Graph Neural Network for Crawling Target Nodes in Social Networks
Kirill Lukyanov, Mikhail Drobyshevskiy, Danil Shaikhelislamov, Denis Turdakov
TL;DR
This work addresses efficient discovery of target nodes in unknown social graphs under a query budget by leveraging Graph Neural Networks to score candidate nodes based on local neighborhoods. A novel sample boosting technique augments training data during crawling, improving predictor quality in early stages. Empirical results show GNN-based crawlers often outperform classical predictors and exhibit reduced variance, with SAGE and GAT delivering strong performance across diverse target-topology datasets. The approach demonstrates practical potential for scalable targeted crawling in distributed or heterogeneous social networks, and points to future work in richer GNN architectures and online predictor switching.
Abstract
Social networks crawling is in the focus of active research the last years. One of the challenging task is to collect target nodes in an initially unknown graph given a budget of crawling steps. Predicting a node property based on its partially known neighbourhood is at the heart of a successful crawler.

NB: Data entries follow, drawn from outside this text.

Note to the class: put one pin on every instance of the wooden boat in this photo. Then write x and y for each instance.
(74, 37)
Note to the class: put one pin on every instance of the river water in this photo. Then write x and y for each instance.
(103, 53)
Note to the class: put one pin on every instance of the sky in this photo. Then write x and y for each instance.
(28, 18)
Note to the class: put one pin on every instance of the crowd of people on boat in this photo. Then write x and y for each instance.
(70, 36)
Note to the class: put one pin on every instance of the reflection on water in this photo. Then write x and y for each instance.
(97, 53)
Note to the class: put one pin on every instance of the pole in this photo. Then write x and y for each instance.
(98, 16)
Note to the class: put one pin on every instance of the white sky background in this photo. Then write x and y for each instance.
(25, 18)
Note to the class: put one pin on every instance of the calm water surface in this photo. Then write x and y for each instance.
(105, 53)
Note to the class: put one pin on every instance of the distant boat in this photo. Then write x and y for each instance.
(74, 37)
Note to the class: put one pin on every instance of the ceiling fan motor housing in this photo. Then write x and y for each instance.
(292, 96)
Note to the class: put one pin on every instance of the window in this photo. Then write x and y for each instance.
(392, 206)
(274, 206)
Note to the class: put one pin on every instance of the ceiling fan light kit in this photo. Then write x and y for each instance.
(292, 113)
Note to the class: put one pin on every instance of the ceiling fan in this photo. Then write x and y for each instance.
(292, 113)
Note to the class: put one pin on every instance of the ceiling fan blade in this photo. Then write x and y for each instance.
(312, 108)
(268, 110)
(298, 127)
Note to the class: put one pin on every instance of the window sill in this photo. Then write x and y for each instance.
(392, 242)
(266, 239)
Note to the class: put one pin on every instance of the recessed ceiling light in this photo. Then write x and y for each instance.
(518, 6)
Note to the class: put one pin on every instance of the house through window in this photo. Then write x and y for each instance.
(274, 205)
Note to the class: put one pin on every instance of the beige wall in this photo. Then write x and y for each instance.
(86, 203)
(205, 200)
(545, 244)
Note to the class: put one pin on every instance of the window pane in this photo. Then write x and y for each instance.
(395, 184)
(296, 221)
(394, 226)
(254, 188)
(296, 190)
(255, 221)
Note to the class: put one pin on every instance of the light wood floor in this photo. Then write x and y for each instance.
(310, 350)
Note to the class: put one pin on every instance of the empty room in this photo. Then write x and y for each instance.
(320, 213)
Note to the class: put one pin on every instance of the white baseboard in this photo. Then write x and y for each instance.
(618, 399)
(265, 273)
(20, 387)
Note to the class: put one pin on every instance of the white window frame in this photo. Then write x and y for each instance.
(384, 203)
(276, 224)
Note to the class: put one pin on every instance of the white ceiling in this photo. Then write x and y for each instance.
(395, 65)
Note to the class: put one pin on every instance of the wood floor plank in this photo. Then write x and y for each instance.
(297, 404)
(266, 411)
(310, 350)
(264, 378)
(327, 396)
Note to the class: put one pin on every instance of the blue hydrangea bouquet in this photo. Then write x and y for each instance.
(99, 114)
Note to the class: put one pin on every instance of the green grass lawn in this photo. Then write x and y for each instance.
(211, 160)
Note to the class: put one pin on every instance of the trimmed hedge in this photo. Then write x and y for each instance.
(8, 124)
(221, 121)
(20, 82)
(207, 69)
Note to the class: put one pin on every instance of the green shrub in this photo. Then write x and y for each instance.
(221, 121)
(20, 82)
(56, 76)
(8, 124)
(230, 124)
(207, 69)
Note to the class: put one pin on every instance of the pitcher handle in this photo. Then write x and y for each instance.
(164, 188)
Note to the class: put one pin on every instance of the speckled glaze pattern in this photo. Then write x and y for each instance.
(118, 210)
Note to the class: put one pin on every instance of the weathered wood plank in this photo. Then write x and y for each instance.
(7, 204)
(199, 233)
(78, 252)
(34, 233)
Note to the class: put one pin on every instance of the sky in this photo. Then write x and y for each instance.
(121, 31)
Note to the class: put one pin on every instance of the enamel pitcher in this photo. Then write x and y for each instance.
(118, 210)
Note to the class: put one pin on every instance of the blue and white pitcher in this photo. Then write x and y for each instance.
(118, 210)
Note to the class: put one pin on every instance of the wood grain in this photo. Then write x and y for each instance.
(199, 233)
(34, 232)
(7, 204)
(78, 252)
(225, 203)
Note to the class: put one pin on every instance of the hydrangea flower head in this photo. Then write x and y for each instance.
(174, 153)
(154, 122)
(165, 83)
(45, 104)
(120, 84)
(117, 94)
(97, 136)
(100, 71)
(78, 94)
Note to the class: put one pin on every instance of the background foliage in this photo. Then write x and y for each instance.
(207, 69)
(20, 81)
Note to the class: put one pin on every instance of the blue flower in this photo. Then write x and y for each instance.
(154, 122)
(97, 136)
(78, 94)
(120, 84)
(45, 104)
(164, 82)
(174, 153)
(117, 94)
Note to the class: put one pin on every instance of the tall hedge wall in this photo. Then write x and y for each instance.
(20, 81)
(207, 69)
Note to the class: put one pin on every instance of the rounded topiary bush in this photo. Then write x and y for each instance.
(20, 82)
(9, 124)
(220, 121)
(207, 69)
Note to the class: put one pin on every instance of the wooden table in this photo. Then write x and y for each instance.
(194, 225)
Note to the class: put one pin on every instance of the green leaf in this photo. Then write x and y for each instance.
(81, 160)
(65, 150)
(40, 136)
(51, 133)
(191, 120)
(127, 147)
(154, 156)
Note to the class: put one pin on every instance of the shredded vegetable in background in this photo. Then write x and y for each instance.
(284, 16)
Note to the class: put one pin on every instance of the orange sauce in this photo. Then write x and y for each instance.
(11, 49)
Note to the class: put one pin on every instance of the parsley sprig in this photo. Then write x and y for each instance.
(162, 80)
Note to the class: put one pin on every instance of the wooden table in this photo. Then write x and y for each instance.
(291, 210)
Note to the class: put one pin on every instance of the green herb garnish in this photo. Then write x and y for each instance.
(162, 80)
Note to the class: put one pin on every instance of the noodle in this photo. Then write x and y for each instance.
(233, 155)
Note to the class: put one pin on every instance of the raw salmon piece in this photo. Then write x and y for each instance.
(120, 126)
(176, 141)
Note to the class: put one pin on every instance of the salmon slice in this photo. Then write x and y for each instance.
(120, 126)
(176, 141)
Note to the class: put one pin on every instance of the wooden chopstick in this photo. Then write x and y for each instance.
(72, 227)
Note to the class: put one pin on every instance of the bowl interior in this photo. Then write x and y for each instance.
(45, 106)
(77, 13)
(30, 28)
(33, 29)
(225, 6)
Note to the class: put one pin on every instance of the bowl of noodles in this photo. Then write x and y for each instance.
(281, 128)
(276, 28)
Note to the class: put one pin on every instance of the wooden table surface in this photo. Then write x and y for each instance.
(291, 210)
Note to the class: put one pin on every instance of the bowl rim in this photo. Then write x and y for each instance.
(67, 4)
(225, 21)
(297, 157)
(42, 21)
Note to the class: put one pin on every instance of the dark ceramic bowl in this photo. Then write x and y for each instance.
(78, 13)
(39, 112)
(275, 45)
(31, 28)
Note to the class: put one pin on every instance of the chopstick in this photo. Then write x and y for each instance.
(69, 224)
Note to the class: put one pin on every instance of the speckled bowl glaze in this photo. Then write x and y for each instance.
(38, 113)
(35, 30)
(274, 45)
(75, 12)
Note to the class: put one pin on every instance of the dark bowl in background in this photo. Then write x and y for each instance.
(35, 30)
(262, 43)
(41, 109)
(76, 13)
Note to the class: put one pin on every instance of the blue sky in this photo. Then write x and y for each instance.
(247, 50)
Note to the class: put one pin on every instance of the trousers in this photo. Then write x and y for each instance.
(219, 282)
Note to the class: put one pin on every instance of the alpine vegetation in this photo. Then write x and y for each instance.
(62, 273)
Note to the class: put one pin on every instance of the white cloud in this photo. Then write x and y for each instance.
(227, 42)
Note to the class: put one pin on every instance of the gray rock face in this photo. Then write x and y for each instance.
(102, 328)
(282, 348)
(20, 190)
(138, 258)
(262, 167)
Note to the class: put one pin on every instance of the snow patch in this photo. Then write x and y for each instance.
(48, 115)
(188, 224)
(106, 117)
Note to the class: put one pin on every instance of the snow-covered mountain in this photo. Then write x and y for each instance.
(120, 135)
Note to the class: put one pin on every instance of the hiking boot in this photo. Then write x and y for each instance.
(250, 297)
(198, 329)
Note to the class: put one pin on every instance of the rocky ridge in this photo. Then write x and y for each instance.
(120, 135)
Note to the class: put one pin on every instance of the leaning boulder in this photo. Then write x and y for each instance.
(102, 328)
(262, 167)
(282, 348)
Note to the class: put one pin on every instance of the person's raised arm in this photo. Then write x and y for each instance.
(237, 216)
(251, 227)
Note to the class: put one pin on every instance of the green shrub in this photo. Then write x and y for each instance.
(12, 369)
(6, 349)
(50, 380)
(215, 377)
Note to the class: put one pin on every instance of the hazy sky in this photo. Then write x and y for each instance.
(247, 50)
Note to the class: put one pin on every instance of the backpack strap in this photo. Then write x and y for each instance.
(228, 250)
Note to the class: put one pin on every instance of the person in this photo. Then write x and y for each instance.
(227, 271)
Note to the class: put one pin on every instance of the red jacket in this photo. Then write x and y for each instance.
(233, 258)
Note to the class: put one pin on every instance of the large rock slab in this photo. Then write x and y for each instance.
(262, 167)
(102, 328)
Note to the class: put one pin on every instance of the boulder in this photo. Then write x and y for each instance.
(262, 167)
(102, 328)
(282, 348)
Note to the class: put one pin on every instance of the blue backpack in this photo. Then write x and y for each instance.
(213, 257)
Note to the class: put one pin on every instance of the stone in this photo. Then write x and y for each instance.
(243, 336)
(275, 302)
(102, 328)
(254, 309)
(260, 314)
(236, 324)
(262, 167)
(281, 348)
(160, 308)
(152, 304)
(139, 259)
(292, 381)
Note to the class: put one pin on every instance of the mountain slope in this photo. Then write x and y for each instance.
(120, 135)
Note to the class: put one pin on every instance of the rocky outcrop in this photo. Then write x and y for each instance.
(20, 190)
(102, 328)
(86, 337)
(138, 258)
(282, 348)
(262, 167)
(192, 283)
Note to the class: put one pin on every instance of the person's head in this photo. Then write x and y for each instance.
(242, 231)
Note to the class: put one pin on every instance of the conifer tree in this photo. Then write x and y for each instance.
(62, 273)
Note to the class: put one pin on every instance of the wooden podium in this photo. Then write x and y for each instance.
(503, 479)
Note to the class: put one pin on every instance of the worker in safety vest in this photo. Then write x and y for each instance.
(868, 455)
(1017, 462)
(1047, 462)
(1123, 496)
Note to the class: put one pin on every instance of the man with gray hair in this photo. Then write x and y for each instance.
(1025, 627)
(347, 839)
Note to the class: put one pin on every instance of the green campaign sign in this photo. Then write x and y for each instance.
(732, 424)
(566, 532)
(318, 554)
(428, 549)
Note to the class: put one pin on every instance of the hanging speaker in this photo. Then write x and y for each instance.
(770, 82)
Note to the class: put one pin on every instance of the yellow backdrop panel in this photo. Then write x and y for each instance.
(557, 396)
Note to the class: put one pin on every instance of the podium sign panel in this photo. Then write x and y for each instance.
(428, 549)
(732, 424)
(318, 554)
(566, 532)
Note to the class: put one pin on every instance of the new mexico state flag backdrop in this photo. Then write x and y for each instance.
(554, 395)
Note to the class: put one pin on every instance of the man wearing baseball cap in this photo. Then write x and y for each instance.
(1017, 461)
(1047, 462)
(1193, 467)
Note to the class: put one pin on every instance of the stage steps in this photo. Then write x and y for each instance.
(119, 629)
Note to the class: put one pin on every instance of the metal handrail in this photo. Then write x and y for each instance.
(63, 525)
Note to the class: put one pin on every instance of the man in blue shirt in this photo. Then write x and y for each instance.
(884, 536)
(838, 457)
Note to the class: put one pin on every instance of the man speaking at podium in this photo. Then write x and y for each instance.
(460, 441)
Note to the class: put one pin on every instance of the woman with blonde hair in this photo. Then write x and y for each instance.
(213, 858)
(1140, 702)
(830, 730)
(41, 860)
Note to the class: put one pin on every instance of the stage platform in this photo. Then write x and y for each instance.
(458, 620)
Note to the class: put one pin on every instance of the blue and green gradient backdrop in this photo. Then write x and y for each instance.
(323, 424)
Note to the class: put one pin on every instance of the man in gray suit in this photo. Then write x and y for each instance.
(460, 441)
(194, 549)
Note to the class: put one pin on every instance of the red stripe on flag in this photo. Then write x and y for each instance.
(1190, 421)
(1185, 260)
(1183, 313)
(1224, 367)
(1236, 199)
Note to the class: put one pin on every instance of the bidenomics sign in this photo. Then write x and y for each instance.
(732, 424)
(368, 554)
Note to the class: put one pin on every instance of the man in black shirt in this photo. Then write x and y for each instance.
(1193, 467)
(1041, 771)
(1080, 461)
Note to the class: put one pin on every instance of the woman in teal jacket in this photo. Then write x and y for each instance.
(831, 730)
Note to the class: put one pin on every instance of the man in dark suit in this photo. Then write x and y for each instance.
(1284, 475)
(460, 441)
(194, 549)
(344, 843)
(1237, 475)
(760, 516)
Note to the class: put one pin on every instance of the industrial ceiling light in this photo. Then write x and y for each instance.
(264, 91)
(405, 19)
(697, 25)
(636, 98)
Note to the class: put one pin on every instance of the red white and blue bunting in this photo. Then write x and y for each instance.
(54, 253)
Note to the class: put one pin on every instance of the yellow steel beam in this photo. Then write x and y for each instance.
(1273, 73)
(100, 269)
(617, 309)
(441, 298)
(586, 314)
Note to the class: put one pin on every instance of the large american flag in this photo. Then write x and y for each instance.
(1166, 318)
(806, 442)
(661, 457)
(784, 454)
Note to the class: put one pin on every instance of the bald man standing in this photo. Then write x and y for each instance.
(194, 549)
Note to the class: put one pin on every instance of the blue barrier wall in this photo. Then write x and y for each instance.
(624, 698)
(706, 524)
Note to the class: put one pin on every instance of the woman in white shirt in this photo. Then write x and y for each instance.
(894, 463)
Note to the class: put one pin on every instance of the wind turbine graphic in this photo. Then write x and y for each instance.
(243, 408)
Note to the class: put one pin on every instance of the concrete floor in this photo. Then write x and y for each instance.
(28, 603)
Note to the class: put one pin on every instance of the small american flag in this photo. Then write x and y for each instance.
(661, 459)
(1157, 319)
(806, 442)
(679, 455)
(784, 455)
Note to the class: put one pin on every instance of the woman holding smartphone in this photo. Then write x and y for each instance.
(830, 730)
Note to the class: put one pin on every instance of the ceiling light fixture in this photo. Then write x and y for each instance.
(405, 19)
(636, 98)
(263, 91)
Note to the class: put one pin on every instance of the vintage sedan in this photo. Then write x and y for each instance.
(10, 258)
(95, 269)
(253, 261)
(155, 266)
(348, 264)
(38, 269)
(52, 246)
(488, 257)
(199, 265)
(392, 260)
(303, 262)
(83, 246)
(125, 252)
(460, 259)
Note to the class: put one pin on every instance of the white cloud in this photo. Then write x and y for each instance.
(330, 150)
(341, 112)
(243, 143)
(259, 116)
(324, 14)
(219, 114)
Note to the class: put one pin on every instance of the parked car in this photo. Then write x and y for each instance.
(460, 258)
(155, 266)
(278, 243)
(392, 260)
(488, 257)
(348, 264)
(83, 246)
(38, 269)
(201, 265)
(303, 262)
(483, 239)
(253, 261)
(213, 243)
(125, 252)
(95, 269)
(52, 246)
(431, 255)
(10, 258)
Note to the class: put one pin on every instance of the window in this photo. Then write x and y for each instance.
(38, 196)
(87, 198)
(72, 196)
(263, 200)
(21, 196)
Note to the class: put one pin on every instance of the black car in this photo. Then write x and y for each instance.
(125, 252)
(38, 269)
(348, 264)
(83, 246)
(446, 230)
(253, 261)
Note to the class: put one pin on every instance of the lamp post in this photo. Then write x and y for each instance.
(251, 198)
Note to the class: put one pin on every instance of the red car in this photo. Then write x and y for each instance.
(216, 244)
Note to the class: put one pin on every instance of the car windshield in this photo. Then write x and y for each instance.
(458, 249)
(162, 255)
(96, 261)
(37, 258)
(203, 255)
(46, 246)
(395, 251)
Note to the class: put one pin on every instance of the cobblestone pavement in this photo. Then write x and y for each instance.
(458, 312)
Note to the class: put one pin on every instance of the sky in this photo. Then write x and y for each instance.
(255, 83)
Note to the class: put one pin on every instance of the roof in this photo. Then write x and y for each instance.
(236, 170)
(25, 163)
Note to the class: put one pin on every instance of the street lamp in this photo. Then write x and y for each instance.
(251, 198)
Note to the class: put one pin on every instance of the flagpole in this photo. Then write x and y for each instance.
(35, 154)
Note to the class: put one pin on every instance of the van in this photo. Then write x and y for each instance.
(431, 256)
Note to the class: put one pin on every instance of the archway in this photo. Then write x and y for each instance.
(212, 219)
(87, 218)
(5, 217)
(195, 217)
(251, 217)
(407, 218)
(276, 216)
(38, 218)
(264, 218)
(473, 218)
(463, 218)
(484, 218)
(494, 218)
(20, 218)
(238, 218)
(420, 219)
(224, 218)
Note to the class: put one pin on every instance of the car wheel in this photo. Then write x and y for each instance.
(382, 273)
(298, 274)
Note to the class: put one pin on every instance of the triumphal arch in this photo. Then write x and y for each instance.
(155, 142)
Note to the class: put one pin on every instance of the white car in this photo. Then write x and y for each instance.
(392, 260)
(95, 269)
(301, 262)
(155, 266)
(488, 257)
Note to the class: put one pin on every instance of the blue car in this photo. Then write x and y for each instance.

In this paper we adopt graph neural networks for this purpose and show they are competitive to traditional classifiers and are better for individual cases. Additionally we suggest a training sample boosting technique, which helps to diversify the training set at early stages of crawling and thus improves the predictor quality. The experimental study on three types of target set topology indicates GNN based approach has a potential in crawling task, especially in the case of distributed target nodes.